October 28, 1995
Web posted at: 10:15 a.m. EDT
From Entertainment Correspondent Mark Scheerer
NEW YORK (CNN) -- Just in time for Halloween, a vampire movie is hitting the big screen. This one stars Eddie Murphy as the bloodsucker. Murphy hooked up with his hero, director Wes Craven, to make "Vampire In Brooklyn." (755K QuickTime movie)
It's not too hard to figure out the film's bloody premise. "It's self-explanatory, because Brooklynites are unique, as are vampires," says Murphy, "and the two coming together, something funny is going to happen."
Craven wanted to give Murphy a different look, one that involved colored contact lenses and a device that gives him fangs. "They had some thing rigged where it goes over my teeth, and I bite the back of my jaws and it makes the teeth come down," Murphy says.
Yet another telling of the "undead" story underscores the undying popularity of vampire lore. "It doesn't hurt that you turn on the daytime chat shows every now and then and there's some guy who's claiming he's a vampire," Murphy says.
"That's just as bad as a real vampire -- a guy that thinks he's a vampire. A bite is a bite," Murphy says, laughing.
When renowned horror film director Wes Craven heard Murphy had come up with a vampiric movie idea, he met with the film star. "Murphy immediately started going into characters from my films.
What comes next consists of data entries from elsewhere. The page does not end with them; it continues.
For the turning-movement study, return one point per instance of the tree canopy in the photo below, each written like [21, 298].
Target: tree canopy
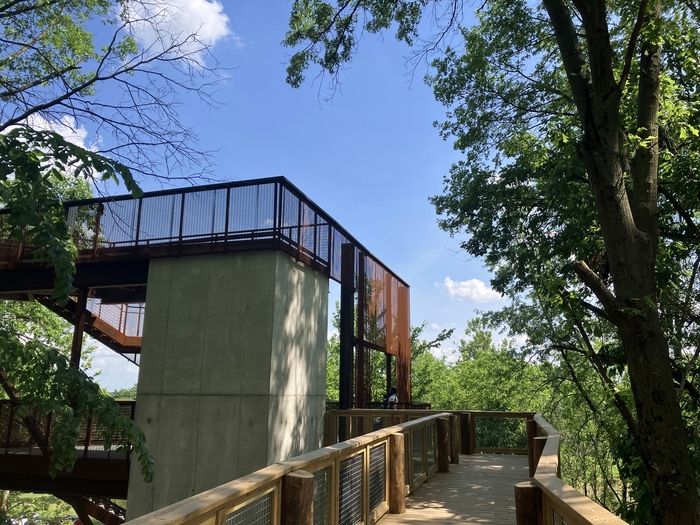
[579, 125]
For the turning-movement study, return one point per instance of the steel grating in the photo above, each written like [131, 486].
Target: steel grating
[377, 476]
[322, 496]
[350, 505]
[257, 512]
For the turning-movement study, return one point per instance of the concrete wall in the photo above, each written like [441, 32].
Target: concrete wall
[232, 374]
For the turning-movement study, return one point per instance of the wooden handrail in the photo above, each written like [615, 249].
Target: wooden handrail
[559, 499]
[214, 505]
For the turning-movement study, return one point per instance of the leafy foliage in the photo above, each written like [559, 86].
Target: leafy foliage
[47, 383]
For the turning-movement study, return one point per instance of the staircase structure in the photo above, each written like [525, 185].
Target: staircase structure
[126, 245]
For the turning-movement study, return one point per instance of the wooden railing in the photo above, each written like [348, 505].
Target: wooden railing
[358, 480]
[474, 438]
[388, 454]
[548, 500]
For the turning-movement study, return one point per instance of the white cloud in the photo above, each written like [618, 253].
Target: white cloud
[472, 290]
[116, 372]
[194, 23]
[450, 354]
[67, 127]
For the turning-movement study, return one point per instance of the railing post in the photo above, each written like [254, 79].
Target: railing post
[397, 479]
[464, 431]
[539, 443]
[298, 498]
[528, 504]
[454, 439]
[472, 433]
[443, 445]
[531, 426]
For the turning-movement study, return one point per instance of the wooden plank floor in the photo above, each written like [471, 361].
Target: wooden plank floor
[478, 490]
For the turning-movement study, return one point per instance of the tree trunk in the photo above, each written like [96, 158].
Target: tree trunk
[629, 225]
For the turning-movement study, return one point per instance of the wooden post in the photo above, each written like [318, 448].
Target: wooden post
[454, 439]
[472, 433]
[531, 427]
[464, 431]
[298, 498]
[79, 319]
[538, 447]
[528, 504]
[397, 480]
[443, 445]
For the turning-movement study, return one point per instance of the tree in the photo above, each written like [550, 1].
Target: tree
[123, 85]
[579, 124]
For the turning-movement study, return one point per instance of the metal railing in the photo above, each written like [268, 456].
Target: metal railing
[481, 431]
[16, 438]
[352, 482]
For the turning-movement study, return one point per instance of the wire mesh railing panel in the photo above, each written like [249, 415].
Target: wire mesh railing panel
[350, 495]
[377, 476]
[322, 496]
[417, 450]
[343, 428]
[126, 318]
[289, 216]
[118, 223]
[557, 519]
[430, 445]
[501, 433]
[251, 208]
[204, 214]
[257, 512]
[160, 219]
[358, 426]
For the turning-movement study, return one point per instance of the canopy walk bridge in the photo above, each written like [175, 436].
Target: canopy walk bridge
[410, 468]
[220, 295]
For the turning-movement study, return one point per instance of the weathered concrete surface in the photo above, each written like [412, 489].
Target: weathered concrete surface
[232, 374]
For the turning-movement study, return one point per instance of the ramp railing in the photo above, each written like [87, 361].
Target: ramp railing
[356, 481]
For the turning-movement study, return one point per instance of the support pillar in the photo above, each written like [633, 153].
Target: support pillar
[528, 504]
[298, 498]
[454, 439]
[80, 314]
[397, 479]
[347, 324]
[233, 371]
[443, 445]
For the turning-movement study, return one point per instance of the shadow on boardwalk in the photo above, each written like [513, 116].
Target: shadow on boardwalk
[478, 490]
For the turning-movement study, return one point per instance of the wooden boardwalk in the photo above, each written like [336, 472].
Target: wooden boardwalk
[478, 490]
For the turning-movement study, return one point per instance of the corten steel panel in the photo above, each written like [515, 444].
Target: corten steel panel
[122, 234]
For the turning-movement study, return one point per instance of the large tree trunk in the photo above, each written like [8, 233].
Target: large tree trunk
[629, 224]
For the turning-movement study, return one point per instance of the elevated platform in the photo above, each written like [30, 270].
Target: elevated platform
[477, 490]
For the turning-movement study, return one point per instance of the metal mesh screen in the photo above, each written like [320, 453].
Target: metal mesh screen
[342, 428]
[322, 496]
[430, 442]
[557, 519]
[257, 512]
[501, 433]
[350, 497]
[358, 426]
[377, 476]
[417, 448]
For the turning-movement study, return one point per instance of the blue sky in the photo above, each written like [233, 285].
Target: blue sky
[370, 157]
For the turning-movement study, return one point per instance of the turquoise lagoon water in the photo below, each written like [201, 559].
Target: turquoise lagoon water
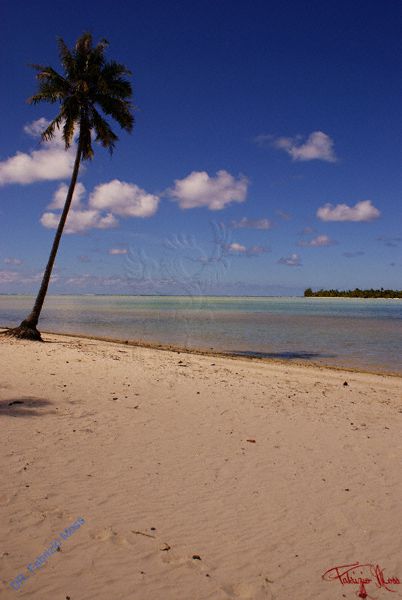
[357, 333]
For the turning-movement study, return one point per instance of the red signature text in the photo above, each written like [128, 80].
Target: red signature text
[361, 575]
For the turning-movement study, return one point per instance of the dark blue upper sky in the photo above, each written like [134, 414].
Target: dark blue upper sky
[277, 122]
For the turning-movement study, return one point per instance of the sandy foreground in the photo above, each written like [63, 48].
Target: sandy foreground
[196, 477]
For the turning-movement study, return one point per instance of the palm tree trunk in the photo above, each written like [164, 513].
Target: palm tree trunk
[27, 329]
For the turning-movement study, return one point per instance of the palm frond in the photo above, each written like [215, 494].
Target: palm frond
[88, 82]
[104, 133]
[66, 57]
[119, 110]
[49, 132]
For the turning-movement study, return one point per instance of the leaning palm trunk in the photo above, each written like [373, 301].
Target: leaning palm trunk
[89, 84]
[28, 328]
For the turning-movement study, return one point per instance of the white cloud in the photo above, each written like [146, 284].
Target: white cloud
[290, 261]
[318, 146]
[353, 254]
[361, 211]
[245, 223]
[251, 251]
[235, 247]
[59, 197]
[284, 215]
[50, 163]
[36, 128]
[115, 197]
[199, 189]
[319, 241]
[123, 199]
[79, 221]
[117, 251]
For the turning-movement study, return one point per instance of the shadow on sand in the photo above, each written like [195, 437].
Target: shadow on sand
[23, 406]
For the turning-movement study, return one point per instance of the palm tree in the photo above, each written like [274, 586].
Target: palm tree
[88, 83]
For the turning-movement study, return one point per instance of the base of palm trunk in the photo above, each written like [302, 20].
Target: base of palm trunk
[25, 331]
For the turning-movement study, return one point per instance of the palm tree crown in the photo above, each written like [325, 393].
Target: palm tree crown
[88, 82]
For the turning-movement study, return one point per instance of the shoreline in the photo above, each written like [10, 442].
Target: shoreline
[216, 353]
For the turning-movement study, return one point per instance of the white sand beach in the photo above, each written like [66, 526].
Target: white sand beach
[196, 477]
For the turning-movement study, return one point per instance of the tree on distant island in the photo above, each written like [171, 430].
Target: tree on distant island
[356, 293]
[88, 83]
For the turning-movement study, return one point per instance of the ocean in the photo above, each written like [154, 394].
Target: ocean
[344, 332]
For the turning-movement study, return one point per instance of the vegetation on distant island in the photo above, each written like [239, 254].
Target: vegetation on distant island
[356, 293]
[89, 88]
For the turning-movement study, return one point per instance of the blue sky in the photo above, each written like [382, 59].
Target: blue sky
[266, 155]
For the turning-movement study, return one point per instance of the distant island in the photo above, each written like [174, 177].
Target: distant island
[356, 293]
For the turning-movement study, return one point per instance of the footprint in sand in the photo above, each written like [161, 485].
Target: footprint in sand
[109, 535]
[247, 591]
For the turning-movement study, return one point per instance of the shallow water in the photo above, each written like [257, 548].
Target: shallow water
[349, 332]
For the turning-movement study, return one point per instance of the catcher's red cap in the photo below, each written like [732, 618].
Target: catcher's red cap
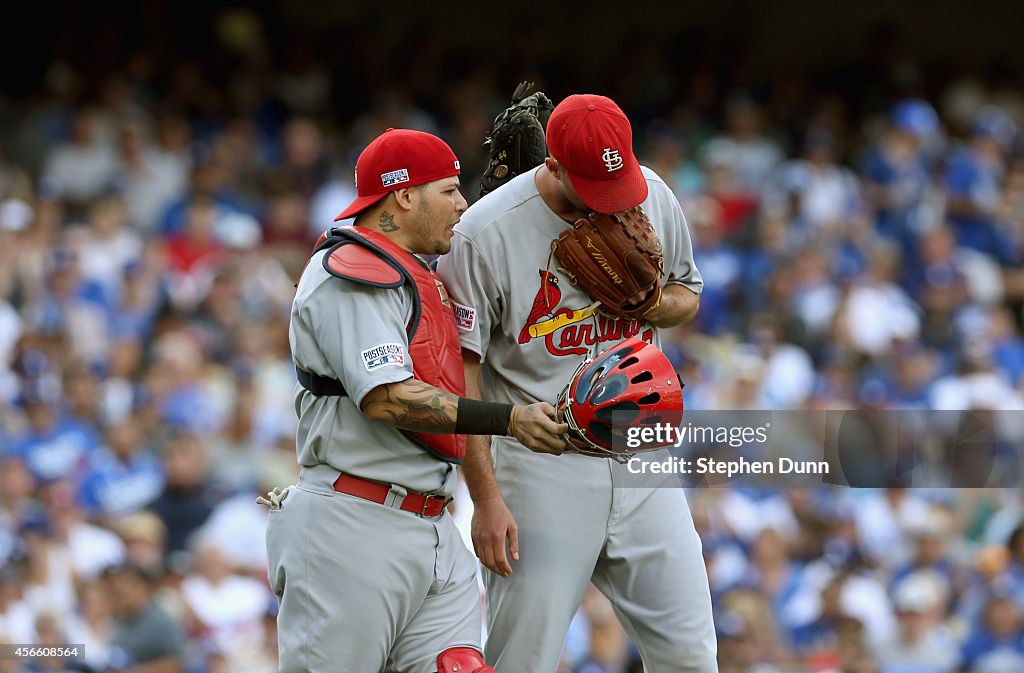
[591, 136]
[398, 158]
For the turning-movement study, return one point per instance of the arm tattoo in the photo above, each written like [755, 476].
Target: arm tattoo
[387, 222]
[419, 407]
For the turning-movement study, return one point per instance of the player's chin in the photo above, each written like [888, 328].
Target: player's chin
[442, 247]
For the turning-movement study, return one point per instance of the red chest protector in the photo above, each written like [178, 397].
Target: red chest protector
[366, 256]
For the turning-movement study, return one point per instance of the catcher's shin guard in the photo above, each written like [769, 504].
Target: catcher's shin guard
[462, 660]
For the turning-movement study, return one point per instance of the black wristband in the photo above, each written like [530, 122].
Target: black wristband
[475, 417]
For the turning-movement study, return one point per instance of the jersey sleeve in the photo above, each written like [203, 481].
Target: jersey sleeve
[470, 284]
[680, 267]
[360, 332]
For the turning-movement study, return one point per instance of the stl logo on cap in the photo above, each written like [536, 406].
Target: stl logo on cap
[611, 159]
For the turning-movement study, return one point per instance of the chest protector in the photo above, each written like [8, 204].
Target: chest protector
[366, 256]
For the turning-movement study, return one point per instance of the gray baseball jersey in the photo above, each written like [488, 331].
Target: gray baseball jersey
[531, 329]
[363, 586]
[356, 334]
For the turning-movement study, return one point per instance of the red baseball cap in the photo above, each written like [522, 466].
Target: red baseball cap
[591, 136]
[398, 158]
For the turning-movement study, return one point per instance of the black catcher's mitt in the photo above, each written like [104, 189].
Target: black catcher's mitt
[515, 143]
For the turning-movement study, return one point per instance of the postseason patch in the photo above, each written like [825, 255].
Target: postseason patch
[386, 354]
[465, 317]
[394, 177]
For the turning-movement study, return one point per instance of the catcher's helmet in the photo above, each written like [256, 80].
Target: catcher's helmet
[632, 384]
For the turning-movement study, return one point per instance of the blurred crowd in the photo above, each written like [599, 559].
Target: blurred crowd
[858, 252]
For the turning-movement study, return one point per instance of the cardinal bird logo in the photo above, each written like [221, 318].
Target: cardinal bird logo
[547, 298]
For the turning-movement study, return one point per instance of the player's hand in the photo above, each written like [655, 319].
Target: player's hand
[493, 524]
[536, 428]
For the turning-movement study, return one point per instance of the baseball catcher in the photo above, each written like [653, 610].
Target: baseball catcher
[516, 139]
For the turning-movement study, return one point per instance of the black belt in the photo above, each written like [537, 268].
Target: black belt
[322, 386]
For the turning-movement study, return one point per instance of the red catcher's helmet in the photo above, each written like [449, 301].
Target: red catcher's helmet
[632, 384]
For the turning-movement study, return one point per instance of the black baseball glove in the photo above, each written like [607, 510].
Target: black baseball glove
[515, 143]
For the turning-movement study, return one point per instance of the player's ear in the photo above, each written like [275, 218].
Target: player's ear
[403, 198]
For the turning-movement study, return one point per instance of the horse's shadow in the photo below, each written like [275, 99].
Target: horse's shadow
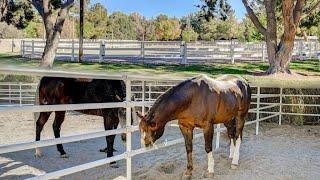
[23, 164]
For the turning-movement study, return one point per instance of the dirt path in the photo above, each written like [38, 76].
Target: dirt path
[278, 152]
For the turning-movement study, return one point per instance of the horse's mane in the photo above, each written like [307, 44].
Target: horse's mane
[164, 97]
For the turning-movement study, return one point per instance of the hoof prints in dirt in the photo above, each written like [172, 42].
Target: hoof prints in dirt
[167, 168]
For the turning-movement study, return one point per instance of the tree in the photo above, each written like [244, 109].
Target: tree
[16, 12]
[53, 14]
[215, 9]
[167, 29]
[97, 17]
[150, 31]
[121, 26]
[188, 34]
[280, 52]
[140, 24]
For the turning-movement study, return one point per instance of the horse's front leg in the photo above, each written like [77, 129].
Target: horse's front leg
[236, 152]
[110, 122]
[41, 120]
[187, 133]
[58, 120]
[208, 137]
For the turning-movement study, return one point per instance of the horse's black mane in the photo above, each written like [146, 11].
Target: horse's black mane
[164, 97]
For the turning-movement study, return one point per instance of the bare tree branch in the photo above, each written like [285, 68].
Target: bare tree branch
[254, 18]
[38, 5]
[297, 12]
[311, 10]
[270, 6]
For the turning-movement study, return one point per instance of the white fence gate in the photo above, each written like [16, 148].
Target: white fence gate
[142, 88]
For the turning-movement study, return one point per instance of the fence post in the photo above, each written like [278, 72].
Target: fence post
[280, 107]
[20, 93]
[12, 45]
[258, 110]
[262, 51]
[143, 96]
[102, 52]
[22, 48]
[232, 52]
[142, 50]
[128, 127]
[183, 52]
[149, 92]
[32, 49]
[72, 51]
[9, 93]
[300, 50]
[218, 136]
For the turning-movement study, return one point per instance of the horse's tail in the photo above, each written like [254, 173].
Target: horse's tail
[37, 102]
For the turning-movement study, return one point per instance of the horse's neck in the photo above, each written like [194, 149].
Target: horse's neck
[167, 114]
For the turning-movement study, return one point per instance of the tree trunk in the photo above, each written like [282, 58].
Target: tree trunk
[53, 32]
[49, 53]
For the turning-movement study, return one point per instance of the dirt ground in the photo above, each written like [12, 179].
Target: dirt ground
[278, 152]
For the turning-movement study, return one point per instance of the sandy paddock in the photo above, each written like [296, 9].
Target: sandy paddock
[278, 152]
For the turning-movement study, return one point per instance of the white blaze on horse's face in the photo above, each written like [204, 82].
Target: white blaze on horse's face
[145, 139]
[210, 162]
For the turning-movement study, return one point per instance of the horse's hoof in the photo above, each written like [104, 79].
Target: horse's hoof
[124, 143]
[37, 155]
[234, 166]
[210, 175]
[105, 150]
[114, 165]
[186, 177]
[64, 156]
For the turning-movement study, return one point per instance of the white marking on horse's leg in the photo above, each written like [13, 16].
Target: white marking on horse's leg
[235, 159]
[142, 141]
[38, 152]
[210, 162]
[231, 149]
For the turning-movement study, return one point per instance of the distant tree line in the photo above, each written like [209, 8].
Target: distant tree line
[215, 20]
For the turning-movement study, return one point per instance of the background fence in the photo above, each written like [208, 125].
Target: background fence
[167, 51]
[266, 105]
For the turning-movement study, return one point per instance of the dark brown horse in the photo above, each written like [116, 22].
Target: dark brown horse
[56, 90]
[201, 102]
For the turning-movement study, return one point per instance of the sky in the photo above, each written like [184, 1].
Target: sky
[172, 8]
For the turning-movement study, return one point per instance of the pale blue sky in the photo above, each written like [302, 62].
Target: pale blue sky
[152, 8]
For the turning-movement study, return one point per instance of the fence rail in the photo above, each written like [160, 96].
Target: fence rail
[167, 52]
[144, 91]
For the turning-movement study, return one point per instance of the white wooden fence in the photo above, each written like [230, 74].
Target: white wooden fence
[143, 86]
[166, 51]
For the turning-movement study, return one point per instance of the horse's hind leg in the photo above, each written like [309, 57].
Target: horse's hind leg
[58, 120]
[188, 136]
[239, 127]
[231, 130]
[208, 137]
[40, 122]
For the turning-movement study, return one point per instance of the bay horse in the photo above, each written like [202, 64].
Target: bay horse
[58, 90]
[201, 102]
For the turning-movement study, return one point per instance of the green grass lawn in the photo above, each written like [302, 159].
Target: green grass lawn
[310, 68]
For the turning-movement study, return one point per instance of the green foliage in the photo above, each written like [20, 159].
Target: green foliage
[219, 9]
[121, 26]
[188, 34]
[10, 31]
[167, 29]
[19, 13]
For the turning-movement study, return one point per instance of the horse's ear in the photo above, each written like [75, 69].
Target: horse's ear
[140, 115]
[153, 125]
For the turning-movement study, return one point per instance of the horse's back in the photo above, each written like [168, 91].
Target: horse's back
[60, 90]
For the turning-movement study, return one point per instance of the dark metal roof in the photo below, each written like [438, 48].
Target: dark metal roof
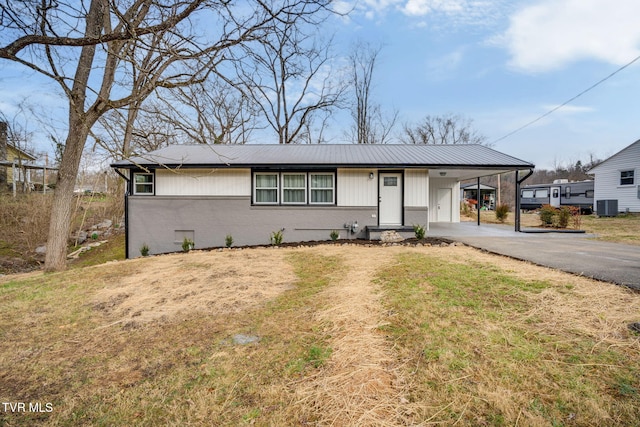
[326, 155]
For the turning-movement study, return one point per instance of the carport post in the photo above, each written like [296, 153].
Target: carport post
[478, 204]
[518, 182]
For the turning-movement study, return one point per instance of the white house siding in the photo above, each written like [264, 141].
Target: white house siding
[203, 182]
[416, 188]
[355, 188]
[607, 179]
[441, 183]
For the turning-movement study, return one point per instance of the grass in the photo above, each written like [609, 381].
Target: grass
[478, 350]
[471, 342]
[57, 350]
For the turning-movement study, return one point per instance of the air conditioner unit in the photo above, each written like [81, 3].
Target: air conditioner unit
[607, 207]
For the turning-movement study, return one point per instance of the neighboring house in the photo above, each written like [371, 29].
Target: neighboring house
[618, 178]
[206, 192]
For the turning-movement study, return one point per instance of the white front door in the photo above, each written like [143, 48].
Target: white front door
[390, 200]
[444, 205]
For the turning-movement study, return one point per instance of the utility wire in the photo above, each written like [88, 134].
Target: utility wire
[567, 102]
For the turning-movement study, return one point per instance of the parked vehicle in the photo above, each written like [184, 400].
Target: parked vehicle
[561, 193]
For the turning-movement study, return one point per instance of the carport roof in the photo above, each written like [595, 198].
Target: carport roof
[271, 156]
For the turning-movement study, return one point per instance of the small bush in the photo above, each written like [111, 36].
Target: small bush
[502, 212]
[564, 214]
[187, 244]
[276, 237]
[144, 250]
[547, 214]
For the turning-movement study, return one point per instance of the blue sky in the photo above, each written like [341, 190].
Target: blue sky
[500, 63]
[504, 63]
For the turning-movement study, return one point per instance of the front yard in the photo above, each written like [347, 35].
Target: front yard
[333, 334]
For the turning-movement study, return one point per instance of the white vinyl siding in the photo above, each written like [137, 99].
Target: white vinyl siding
[203, 182]
[608, 184]
[143, 183]
[355, 188]
[441, 183]
[416, 188]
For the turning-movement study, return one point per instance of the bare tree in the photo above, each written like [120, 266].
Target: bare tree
[291, 81]
[92, 48]
[447, 129]
[370, 126]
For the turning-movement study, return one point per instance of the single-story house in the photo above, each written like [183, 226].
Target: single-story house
[487, 197]
[207, 192]
[617, 179]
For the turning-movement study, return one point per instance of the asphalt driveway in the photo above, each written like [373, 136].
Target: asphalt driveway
[574, 253]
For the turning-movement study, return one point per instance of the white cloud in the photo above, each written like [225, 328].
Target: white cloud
[554, 33]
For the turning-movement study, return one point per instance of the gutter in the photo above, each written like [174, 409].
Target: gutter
[126, 212]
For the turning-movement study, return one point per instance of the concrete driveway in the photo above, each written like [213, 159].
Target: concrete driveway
[571, 252]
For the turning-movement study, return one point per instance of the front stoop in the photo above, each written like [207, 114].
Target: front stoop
[374, 232]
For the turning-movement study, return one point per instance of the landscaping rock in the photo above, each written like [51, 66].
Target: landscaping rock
[390, 236]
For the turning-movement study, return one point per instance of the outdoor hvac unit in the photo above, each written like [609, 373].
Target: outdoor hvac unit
[607, 208]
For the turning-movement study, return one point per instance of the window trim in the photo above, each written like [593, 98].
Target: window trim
[152, 184]
[255, 188]
[632, 177]
[308, 189]
[332, 188]
[304, 188]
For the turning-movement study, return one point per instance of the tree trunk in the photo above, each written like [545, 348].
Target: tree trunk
[56, 257]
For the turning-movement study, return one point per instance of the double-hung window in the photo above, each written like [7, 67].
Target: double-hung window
[627, 177]
[294, 188]
[266, 188]
[143, 183]
[322, 188]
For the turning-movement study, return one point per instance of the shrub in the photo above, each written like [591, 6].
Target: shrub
[547, 214]
[276, 237]
[502, 212]
[144, 250]
[564, 213]
[187, 244]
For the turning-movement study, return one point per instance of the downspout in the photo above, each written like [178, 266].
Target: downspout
[126, 213]
[478, 201]
[518, 182]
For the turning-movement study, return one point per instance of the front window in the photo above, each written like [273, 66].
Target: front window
[322, 188]
[142, 183]
[266, 188]
[294, 188]
[626, 177]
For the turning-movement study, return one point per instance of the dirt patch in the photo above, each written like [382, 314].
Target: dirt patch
[210, 282]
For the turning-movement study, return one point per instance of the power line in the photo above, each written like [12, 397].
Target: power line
[568, 101]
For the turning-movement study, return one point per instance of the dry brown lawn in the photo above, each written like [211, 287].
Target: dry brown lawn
[151, 342]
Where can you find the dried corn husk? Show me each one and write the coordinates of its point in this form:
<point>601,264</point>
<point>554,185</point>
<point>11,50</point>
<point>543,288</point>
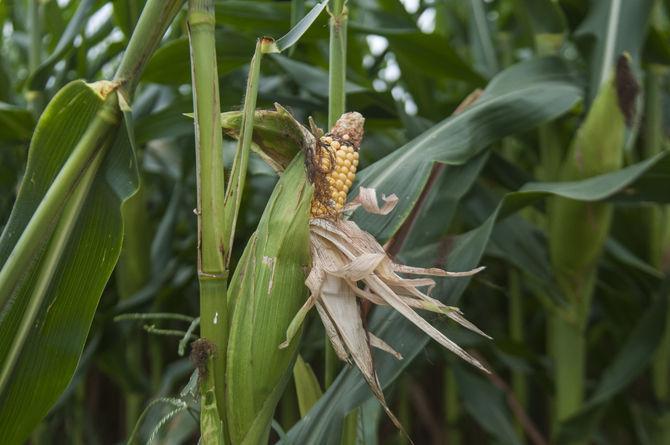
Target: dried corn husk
<point>348,264</point>
<point>277,136</point>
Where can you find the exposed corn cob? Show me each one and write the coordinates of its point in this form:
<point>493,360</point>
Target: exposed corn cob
<point>334,165</point>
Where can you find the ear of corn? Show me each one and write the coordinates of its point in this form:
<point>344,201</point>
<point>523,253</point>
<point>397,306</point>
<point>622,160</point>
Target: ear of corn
<point>336,162</point>
<point>578,229</point>
<point>266,290</point>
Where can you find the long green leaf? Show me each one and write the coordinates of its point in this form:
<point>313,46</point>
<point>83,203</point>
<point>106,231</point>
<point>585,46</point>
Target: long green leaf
<point>516,100</point>
<point>323,423</point>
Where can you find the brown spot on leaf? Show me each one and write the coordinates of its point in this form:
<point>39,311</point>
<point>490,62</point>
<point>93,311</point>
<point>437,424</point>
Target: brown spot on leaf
<point>627,88</point>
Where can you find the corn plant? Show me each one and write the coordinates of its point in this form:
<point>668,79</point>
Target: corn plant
<point>243,222</point>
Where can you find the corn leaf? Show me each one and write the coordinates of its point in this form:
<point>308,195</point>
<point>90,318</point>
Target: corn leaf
<point>611,28</point>
<point>323,424</point>
<point>71,270</point>
<point>266,291</point>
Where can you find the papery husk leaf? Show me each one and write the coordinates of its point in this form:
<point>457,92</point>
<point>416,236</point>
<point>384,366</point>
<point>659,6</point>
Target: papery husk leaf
<point>266,290</point>
<point>367,198</point>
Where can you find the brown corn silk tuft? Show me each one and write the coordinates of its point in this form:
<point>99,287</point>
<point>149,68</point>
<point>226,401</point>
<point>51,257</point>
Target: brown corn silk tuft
<point>349,265</point>
<point>332,165</point>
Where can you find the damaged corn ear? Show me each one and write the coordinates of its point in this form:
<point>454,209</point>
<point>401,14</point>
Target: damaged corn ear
<point>277,137</point>
<point>333,165</point>
<point>349,265</point>
<point>266,290</point>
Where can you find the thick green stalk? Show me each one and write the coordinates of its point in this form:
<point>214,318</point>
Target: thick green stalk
<point>212,273</point>
<point>337,74</point>
<point>238,176</point>
<point>578,231</point>
<point>404,413</point>
<point>337,69</point>
<point>451,406</point>
<point>35,51</point>
<point>154,21</point>
<point>519,384</point>
<point>569,354</point>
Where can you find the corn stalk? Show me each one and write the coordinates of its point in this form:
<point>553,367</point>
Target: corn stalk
<point>659,240</point>
<point>578,231</point>
<point>212,243</point>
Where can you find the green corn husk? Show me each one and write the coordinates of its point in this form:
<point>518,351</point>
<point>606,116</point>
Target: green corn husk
<point>277,136</point>
<point>578,230</point>
<point>266,291</point>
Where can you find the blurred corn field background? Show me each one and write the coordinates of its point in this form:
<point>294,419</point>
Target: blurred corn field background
<point>527,136</point>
He was doing 'Freddie' and other characters," says Craven. "It turned out he was a big horror fan, so we really hit it off."
Doing characters, of course, is one of the things Murphy does best. He plays a preacher and an Italian thug in "Vampire In Brooklyn."
"When you're doing 'Saturday Night Live,' you can come up with a new character every week. I'm four people in 'Vampire' and eight people in 'Nutty Professor,'" Murphy says. "It's a drag to do, but when you see it, it's fun."